Answering the FAQs About RoHS Compliance

Ever since the European Union has shown its concern about doing its bit for society, there have been multiple guidelines and directives that have come to our notice. As a commoner, these are extremely daunting and overwhelming. But these are extremely important for the manufacturers and the sellers in the EU region. 

These directives are mainly applicable if you are manufacturing or dealing with electronic goods. There are multiple hazardous materials used in that process, and hence the RoHS has been formed. To make things clearer for you, here are some most frequently asked questions answered for you.

What is RoHS?

RoHS stands for Restriction of Hazardous Substances, and it originated in the European Union. This directive completely restricts the use of certain hazardous materials that are found embedded in electronic and electrical products, also known as EEE. It has been a mandate for these products to pass the RoHS compliance after 1st July 2006.

What are the restricted substances under RoHS?

The substances that are restricted or banned under the RoHS directive are lead, mercury, cadmium, CrVI, PBB, PBDE, and four different phthalates, DEHP, DIBP, DBP, and BBP. 

Why is this RoHS important?

There are substances that are used in the manufacturing of EEE products in abundance. These quantities, when they go out into the environment, can take a toll on nature as well as human lives. They can pollute the landfills and might also cause threats in terms of occupational exposure during production or recycling. The RoHS compliance helps these substances to get used within the permissible limit and restrict the aftermaths.

How are the products tested for RoHS?

This is done easily with the help of portable RoHS analyzers. They are also known as X-ray fluorescence or XRF metal analyzers. They are primarily used for the screening and verification purposes of restricted metals in manufactured products. After the advent of RoHS 3, the testing methods have changed, and the compounds are now extracted using a solvent.
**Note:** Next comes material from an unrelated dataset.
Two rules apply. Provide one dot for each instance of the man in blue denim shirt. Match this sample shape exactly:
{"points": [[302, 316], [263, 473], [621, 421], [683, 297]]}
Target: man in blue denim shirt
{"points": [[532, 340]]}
Which companies get affected by the RoHS directive?

Any business that produces or sells the EEE products, its sub-assemblies, components, or cables directly to the EU countries will be affected by RoHS. Along with this, the resellers, distributors, or integrators with the EU will also be impacted.

So, before you set your product out into the market or for sale, it is best to check if the products are RoHS compliant.